None of us weighed more than a hundred pounds, but we took those front-yard games seriously, as if we really were Payton, McMahon, Singletary, Dent, and the rest of the Monsters of the Midway. In Pattonville—a town of three thousand people, fifty-two miles outside Kansas City—there wasn’t much else to do besides play football and hunt. My father was a firefighter and lifelong waterfowl hunter. He’d taken me on my first duck hunt at age eight and bought me my first shotgun—a Remington 870 youth model—when I turned ten.
Everyone expected I’d become a firefighter, too—my great-grandfather, my grandfather, and three uncles had all been firemen. I’d spend hours at the fire station following my dad around, trying on his soot-stained leather fire helmet and climbing in and out of the trucks in the bay. In fifth grade, I brought home a school paper and showed my mom:
“Someday I’m going to be . . . a fireman, a policeman, or a spy detective.”
But as long as I could remember, I’d really been dead set on becoming one thing: a cop. And not just any cop—a Kansas State Trooper.
I loved the State Troopers’ crisp French-blue uniforms and navy felt campaign hats, and the powerful Chevrolets they got to drive. For years I had an obsession with drawing police cars. It wasn’t just a hobby, either—I’d sit alone in my bedroom, working in a feverish state. I had to have all the correct colored pens and markers lined up, drawing and shading the patrol cars in precise detail: correct light bar, insignia, markings, wheels—the whole works had to be spot-on, down to the exact radio antennas. I’d have to start over even if the slightest detail looked off. I drew Ford Crown Vics and Explorers, but my favorite was the Chevy Caprice with the Corvette LT1 engine and blacked-out wheels. I’d often dream while coloring, picturing myself behind the wheel of a roaring Cap
rice, barreling down US Route 36 in hot pursuit of a robbery suspect . . .
Fall was my favorite time of year. Duck hunting with my dad and brother. And football. Those front-yard dreams now playing out under the bright stadium lights. Our varsity team would spend Thursday nights in a barn or some backwoods campsite, sitting around a fire and listening to that week’s motivational speaker, everyone’s orange helmets, with the black tiger paws on the sides, glowing in the flickering light.
Life in Pattonville revolved around those Friday-night games.
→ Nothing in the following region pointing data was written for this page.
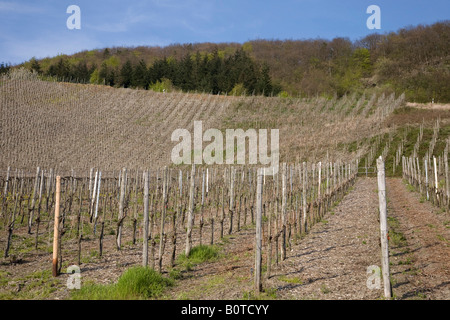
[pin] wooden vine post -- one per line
(56, 228)
(383, 228)
(146, 222)
(190, 221)
(258, 242)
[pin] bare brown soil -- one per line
(421, 267)
(330, 262)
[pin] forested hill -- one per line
(414, 60)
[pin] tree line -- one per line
(414, 60)
(213, 73)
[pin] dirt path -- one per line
(330, 262)
(420, 256)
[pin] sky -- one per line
(39, 29)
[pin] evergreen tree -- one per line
(35, 66)
(140, 78)
(126, 74)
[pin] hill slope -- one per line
(74, 126)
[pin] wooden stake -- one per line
(383, 228)
(258, 244)
(56, 228)
(146, 222)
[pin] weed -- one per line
(135, 283)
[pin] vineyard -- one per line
(100, 156)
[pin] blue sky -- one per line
(38, 28)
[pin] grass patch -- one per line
(198, 254)
(136, 283)
(293, 280)
(267, 294)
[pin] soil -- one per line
(329, 262)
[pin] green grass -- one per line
(293, 280)
(136, 283)
(198, 254)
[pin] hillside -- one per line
(76, 126)
(414, 60)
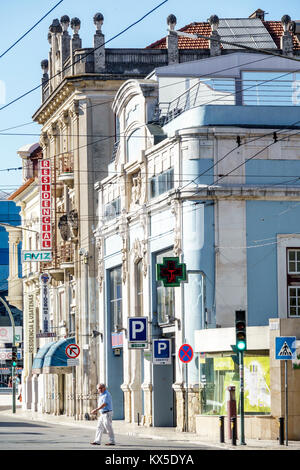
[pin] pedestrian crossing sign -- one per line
(285, 347)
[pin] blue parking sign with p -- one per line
(162, 351)
(137, 329)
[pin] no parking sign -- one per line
(186, 353)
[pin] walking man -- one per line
(105, 419)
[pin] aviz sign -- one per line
(45, 204)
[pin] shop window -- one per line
(161, 183)
(135, 144)
(217, 373)
(293, 281)
(115, 284)
(165, 296)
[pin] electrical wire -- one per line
(29, 30)
(85, 55)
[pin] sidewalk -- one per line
(129, 429)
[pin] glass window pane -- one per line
(292, 266)
(115, 298)
(292, 255)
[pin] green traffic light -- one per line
(241, 345)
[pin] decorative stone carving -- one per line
(137, 252)
(123, 232)
(136, 189)
(73, 222)
(144, 242)
(100, 246)
(175, 210)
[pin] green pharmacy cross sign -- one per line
(171, 272)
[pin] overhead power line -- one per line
(86, 55)
(27, 32)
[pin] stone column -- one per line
(75, 42)
(99, 41)
(34, 403)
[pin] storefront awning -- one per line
(38, 360)
(56, 360)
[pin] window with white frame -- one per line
(161, 183)
(293, 281)
(139, 288)
(115, 297)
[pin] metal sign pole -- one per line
(286, 405)
(186, 400)
(242, 441)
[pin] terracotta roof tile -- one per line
(187, 43)
(274, 28)
(21, 189)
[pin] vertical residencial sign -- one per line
(45, 204)
(44, 286)
(31, 324)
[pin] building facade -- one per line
(151, 155)
(212, 179)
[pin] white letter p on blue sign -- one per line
(137, 327)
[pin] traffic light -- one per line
(171, 272)
(240, 330)
(14, 356)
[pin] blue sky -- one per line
(20, 67)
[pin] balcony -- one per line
(244, 91)
(66, 169)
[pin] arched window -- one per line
(135, 143)
(139, 288)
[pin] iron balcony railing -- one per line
(268, 91)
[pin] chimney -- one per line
(286, 41)
(75, 41)
(99, 52)
(258, 14)
(55, 30)
(214, 42)
(172, 41)
(65, 40)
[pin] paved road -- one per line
(22, 434)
All along the town’s roads you’d see orange-and-black banners, and everyone would come and watch the Tigers play. I had my own pregame ritual, blasting a dose of Metallica in my headphones:
Hush little baby, don’t say a word
And never mind that noise you heard
After high school, I was convinced that I’d live in the same town where my parents, grandparents, uncles, aunts, and dozens of cousins lived. I had no desire to go anyplace else. I never could have imagined leaving Pattonville. I never could have imagined a life in a smog-cloaked city of more than 26 million, built on top of the ancient Aztec capital of Tenochtitlán . . .
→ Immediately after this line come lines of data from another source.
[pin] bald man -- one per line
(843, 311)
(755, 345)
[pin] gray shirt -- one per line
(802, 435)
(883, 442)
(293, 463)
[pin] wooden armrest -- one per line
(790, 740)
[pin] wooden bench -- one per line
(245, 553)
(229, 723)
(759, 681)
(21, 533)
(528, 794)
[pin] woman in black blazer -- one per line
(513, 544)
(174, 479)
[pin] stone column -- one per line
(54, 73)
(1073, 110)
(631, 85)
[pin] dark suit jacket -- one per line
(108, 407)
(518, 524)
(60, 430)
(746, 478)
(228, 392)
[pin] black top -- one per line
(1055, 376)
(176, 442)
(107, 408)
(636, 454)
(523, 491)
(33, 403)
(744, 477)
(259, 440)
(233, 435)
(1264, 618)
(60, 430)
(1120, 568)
Mexico? If pressed—under the impatient glare of my third-period Spanish teacher—I probably could have found it on the map. But it might as well have been Madagascar.
I WAS SOON THE black sheep: the only cop in a family of firefighters. After graduating from Kansas State University with a degree in criminal justice, I’d taken the written exam for the Kansas Highway Patrol, but a statewide hiring freeze forced me in another direction. A salty old captain from the local Sheriff’s office offered me a job as a patrol deputy with Lincoln County, opening my first door to law enforcement.
It wasn’t my dream job, but it was my dream ride: I was assigned a 1995 Chevrolet Caprice, complete with that powerhouse Corvette engine—the same squad car I’d been drawing and coloring in detail in my bedroom since I was ten years old. Now I got to take it home and park it overnight in the family driveway.